I think a lot about Artemis’s connections with light and fire. I’m not certain how much important those aspects had in ancient Greece, but it doesn’t look like they were central to Her worship. Although She had some ambiguous connections with the moon, Artemis was not a moon Goddess in ancient Greece, and yet when I look up at the moon I feel Her in a way that I can’t articulate. There’s something to that. Many of Artemis’s associations with had to do with bringing light into darkness, or shedding light on dark places. I think this ties in with Her association with transitions and the initiations of women, and when I work with this aspect of Her, it’s to help me learn about the unknown, to bring unseen things to light, and to shed some light on the darkness within myself.

Of course, all that said, there is this lovely scene in Callimachus where Artemis dances and Helios stops to watch, causing the hours of daylight to be extended. I want to look into that connection on a more personal level this summer, and see how that affects my sense of Her around midsummer.

Aside from Her usual favorite animals, I also feel a special connection between Artemis and horses (probably because of a dream I had as a child) and lions – or maybe just cats in general. The aloof and independent nature of most felines seems very Artemisian to me, and although lions are social animals, the association still works for me, since it’s the female lion that hunts, and because there’s actual ancient Greek evidence to support a connection between Artemis and lions. Although saffron-yellow seemed to be Her sacred color in ancient Greece, I see 6 colors (6 being Her number) as being particularly meaningful for Her: pure white, blood red, forest green, brown of tree trunks and animal hides, silver of moonlight, and black of night. But, that said, I also see how yellow (light and joy and childhood) and gold (frequently associated with the Gods in Homeric literature) and blue (She was patroness of harbors and known by some as a river Goddess) hold special meaning for Her, so maybe all colors relate to Her in some way. In my experiences thus far, Artemis seems to like snow, and I frequently “see” Her hunting in woods covered with white in the winter. I think this might have to do with the pristine look of the woods when they’re covered with a fresh coat of snow. We even call it “virgin snow” before anything walks through it.

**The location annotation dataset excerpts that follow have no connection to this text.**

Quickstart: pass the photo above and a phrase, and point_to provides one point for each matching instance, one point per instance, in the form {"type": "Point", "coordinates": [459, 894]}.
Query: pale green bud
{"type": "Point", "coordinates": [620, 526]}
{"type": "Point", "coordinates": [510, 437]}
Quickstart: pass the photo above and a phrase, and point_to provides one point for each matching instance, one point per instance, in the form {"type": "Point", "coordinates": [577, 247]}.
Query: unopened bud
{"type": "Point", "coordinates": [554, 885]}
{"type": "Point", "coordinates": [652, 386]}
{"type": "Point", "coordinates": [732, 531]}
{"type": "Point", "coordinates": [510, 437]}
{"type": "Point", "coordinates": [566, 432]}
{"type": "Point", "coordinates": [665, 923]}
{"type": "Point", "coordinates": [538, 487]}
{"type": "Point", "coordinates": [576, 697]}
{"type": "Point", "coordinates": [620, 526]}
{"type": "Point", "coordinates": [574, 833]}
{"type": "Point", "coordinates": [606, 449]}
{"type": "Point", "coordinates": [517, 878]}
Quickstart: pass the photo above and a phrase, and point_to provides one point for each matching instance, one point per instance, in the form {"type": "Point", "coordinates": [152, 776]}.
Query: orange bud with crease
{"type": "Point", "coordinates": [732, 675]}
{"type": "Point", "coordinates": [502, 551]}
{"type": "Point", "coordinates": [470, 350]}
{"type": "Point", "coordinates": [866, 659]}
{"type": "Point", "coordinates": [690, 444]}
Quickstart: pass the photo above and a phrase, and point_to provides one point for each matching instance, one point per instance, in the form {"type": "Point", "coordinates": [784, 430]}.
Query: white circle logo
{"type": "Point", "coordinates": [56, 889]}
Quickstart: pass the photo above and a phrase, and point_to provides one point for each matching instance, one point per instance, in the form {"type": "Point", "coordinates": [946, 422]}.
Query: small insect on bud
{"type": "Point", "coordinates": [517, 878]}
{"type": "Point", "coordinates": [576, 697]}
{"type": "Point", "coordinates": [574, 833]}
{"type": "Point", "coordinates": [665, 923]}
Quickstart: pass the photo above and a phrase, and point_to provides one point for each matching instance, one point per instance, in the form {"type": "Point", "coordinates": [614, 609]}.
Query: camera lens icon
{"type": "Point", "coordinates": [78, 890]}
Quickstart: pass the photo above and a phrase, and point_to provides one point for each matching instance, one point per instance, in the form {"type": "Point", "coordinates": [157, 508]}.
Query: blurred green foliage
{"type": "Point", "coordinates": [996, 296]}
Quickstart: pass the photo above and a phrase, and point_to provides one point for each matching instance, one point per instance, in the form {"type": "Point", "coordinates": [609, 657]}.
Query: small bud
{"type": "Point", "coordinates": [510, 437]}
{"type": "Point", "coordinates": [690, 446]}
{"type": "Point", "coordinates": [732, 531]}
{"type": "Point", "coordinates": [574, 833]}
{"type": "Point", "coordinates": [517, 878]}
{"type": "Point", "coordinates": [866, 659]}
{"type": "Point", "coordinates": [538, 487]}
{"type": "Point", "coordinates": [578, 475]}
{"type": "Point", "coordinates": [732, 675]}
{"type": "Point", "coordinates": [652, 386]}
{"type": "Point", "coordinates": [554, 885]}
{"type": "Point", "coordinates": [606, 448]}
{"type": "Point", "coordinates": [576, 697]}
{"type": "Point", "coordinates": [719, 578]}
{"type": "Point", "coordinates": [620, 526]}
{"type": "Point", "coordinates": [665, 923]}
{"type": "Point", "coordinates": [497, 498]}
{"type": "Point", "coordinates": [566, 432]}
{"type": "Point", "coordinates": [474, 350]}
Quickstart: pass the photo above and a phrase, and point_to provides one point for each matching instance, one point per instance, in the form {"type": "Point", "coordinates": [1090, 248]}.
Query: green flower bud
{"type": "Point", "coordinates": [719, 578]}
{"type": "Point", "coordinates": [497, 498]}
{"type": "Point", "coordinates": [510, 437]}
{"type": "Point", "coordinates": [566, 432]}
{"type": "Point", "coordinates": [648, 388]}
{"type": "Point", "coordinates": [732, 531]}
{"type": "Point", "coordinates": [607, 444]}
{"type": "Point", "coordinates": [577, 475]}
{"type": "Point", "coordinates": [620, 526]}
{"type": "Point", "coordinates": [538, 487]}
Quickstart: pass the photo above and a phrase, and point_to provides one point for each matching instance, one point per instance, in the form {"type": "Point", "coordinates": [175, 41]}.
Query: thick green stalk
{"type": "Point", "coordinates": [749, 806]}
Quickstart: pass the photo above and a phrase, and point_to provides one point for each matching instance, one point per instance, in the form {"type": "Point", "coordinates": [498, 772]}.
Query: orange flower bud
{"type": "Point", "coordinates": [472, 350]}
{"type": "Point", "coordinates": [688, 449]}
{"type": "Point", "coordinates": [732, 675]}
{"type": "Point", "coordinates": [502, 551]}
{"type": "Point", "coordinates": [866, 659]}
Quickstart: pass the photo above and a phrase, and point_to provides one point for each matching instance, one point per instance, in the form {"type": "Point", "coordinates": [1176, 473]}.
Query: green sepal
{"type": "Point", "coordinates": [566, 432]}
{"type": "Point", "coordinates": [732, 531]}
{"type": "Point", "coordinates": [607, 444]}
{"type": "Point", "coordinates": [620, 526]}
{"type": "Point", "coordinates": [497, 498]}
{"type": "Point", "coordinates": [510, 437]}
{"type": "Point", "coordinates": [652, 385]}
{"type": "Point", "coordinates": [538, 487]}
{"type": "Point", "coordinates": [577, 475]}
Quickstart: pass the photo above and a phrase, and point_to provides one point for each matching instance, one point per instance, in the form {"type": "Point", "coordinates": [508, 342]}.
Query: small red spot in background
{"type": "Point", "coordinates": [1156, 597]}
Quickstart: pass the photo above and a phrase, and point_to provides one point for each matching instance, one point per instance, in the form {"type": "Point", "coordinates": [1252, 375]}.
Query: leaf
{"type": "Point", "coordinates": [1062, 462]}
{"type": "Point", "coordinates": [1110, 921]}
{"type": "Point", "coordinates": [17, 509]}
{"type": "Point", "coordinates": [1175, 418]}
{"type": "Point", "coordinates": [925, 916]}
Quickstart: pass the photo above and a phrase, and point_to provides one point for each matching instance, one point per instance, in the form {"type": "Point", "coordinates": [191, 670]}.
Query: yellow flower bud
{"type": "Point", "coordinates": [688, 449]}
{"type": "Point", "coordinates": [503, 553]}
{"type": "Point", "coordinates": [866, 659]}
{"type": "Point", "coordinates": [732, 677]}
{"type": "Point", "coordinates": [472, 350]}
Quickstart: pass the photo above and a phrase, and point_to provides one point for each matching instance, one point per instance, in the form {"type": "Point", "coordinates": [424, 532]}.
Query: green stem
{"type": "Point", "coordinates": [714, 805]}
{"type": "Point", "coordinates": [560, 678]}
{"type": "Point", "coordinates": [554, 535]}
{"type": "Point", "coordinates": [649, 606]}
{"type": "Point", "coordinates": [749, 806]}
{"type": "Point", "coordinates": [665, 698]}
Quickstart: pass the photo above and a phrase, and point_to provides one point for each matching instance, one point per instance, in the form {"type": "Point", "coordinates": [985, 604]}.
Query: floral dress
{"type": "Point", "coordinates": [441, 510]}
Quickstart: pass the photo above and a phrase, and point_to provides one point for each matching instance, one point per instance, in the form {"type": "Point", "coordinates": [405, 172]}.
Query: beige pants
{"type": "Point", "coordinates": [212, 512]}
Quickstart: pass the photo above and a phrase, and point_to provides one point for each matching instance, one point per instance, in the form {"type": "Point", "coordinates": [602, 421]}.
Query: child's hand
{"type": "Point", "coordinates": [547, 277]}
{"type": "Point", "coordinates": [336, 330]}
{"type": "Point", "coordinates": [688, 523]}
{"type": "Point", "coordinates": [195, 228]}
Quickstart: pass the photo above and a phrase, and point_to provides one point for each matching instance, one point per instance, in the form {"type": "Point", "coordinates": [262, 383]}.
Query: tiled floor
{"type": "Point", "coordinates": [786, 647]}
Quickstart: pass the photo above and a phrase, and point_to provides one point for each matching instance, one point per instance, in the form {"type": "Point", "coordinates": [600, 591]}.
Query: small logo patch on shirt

These experiences and ideas are meaningful to me, but they may not be to anyone else, and I have no way to prove them so I can’t ask that other people give them any value. Perhaps someone will have a similar experience or feel similarly about the Goddess, but otherwise, this is just how Artemis comes through to me. After all, the important part, I think, is not so much the details and specifics, but the meaning behind them. If the essence of the Goddess behind all the details is the same, then we know we’re talking about the same entity, regardless of the specifics of how She comes through to different people. She is a Goddess of hunting, of freedom, of purity, of wilderness and wild things, of nature, of life and death, of independence and self-reliance, of femininity, of animals, of youth, of liminality and transitions… In my opinion, these concepts are important, rather than the details by which they are expressed.